Two weeks ago, hundreds of people inside the Tacoma (Washington) Detention Center launched a hunger strike against its private operator, GEO Group, demanding better conditions and a moratorium on deportations. Activists, who have held vigils outside the center for years, now gather every day to support those inside. A week later the strike spread to a GEO facility in Texas. According to Maru Mora Villapando of Latino Advocacy in Tacoma, in both locations the company has isolated the strikers and in Tacoma threatened to force-feed them.

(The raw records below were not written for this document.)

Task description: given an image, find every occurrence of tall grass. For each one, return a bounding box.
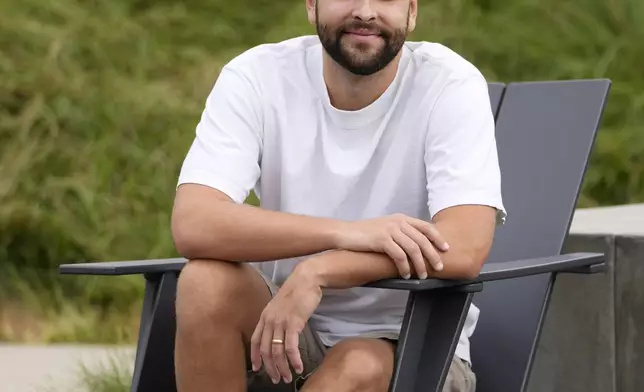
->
[0,0,644,341]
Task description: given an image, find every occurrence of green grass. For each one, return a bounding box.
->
[0,0,644,342]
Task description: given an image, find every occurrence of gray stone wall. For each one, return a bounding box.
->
[527,205,644,392]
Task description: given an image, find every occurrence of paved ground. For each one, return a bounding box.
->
[0,344,134,392]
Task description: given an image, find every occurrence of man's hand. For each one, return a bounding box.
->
[337,214,449,279]
[250,268,322,384]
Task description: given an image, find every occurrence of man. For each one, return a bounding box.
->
[172,0,505,392]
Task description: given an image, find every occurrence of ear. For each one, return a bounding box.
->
[306,0,317,26]
[407,0,418,33]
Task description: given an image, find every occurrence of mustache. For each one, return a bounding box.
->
[338,20,390,38]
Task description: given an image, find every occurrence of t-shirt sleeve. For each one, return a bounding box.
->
[425,74,506,224]
[177,67,262,203]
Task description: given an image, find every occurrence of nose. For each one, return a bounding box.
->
[353,0,376,21]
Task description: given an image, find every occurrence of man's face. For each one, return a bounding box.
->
[307,0,416,75]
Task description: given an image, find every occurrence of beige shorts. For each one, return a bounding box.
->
[246,269,476,392]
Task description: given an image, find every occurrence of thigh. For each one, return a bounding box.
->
[246,269,327,392]
[443,356,476,392]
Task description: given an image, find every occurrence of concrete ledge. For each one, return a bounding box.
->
[527,204,644,392]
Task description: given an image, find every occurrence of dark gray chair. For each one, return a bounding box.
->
[60,80,610,392]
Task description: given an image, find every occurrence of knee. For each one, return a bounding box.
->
[332,343,393,391]
[176,260,243,327]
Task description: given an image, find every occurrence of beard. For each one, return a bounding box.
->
[316,10,408,76]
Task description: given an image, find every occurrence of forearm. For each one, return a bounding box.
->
[172,194,341,261]
[299,248,471,289]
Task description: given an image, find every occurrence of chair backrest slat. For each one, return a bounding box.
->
[471,80,610,392]
[487,82,505,118]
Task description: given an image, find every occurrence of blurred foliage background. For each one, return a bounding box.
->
[0,0,644,342]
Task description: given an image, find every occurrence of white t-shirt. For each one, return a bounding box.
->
[179,36,505,361]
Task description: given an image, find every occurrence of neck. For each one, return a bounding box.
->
[323,51,402,110]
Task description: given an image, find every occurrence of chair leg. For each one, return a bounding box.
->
[130,272,178,392]
[389,283,483,392]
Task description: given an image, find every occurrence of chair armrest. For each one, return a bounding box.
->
[59,253,606,291]
[365,253,605,291]
[58,258,187,275]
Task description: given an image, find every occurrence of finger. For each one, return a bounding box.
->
[407,218,449,252]
[392,231,427,279]
[401,223,443,279]
[271,323,291,383]
[384,239,411,279]
[250,317,264,372]
[260,322,280,384]
[286,328,304,374]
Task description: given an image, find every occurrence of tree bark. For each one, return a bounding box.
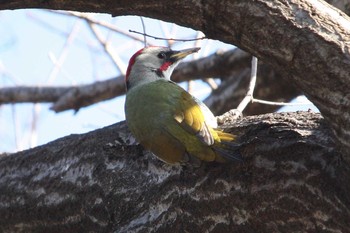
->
[0,0,350,232]
[0,112,350,232]
[0,0,350,161]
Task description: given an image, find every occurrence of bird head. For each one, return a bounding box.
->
[125,47,200,90]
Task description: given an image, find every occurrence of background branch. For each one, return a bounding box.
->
[0,49,298,115]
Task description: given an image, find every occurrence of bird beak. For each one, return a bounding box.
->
[170,48,201,62]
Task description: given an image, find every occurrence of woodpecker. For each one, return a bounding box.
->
[125,47,242,164]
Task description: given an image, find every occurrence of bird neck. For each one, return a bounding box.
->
[126,63,174,90]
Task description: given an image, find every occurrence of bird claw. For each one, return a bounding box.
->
[216,109,243,125]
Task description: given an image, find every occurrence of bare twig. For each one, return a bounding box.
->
[129,30,208,42]
[252,98,311,106]
[0,50,252,112]
[87,21,126,74]
[50,10,151,45]
[217,57,258,124]
[46,21,79,83]
[140,17,147,47]
[237,57,258,113]
[0,49,300,112]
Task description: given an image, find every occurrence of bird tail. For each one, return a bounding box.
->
[213,130,243,162]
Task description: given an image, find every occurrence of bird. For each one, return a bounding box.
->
[124,46,242,165]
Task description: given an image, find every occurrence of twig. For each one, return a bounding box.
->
[140,16,147,47]
[87,21,126,74]
[50,10,152,45]
[237,57,258,113]
[216,57,258,124]
[46,21,79,83]
[129,30,208,42]
[252,98,312,106]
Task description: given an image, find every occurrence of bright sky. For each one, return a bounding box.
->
[0,10,318,153]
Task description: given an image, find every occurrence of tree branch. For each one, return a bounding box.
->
[0,112,350,232]
[0,49,297,114]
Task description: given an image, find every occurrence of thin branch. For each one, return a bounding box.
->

This is only the most dramatic action of a wave of activity around the country, in which community and labor activists, and now deportees themselves, have refused to endure increased immigration enforcement quietly. They are mostly young, deriving much of their inspiration from the Dreamers who forced the administration two years ago to begin providing legal status to some of those who otherwise would be deported. These activists refuse to wait for Congress to enact its immigration reform proposals. In fact, many reject those proposals as fatally compromised. Instead, they're organizing actions on the ground to win rights and equality:

- In Tucson, San Francisco, Phoenix, Chicago and other cities, people sat down in front of ICE buses and vans and chained themselves to vehicles to block deportations. In Tucson, they stopped the Operation Streamline anti-immigrant court, which every day sentences dozens of young border crossers, all brought before a judge in chains, to months in prison.

- Supervisors in Los Angeles and San Francisco passed resolutions demanding a moratorium on the huge wave of deportations - 2 million people in five years. The San Francisco resolution also demanded an end to the tens of thousands of immigration-related firings.

- Ju Hong - a young immigrant whose deportation was deferred in the White House's executive action two years ago - challenged President Obama at a West Coast fundraiser, telling him, "You have the power to stop deportations."

- In Burlington, Washington, immigrant farm workers from Oaxaca went on strike repeatedly last year for labor rights and better pay and to stop a grower from using the H2A guest worker program to replace them.

- In Jackson, Mississippi, immigrant-rights activists helped elect a radical African-American mayor. Their broad coalition defeated a wave of state anti-immigrant bills, as they have in every session of the Legislature for years.

This growing insurgency is a direct response to the fact that the Obama administration, like the Bush administration before it, has implemented the harshest parts of Congress' immigration reform proposals, even while Congress has been paralyzed and unable to pass them. Hundreds of thousands are deported every year. Tens of thousands more are fired from their jobs simply because they're undocumented. The number of contract guest workers brought to the United States at low wages and reduced labor rights is growing. One report by Visas Inc. put the number at 900,000 last year.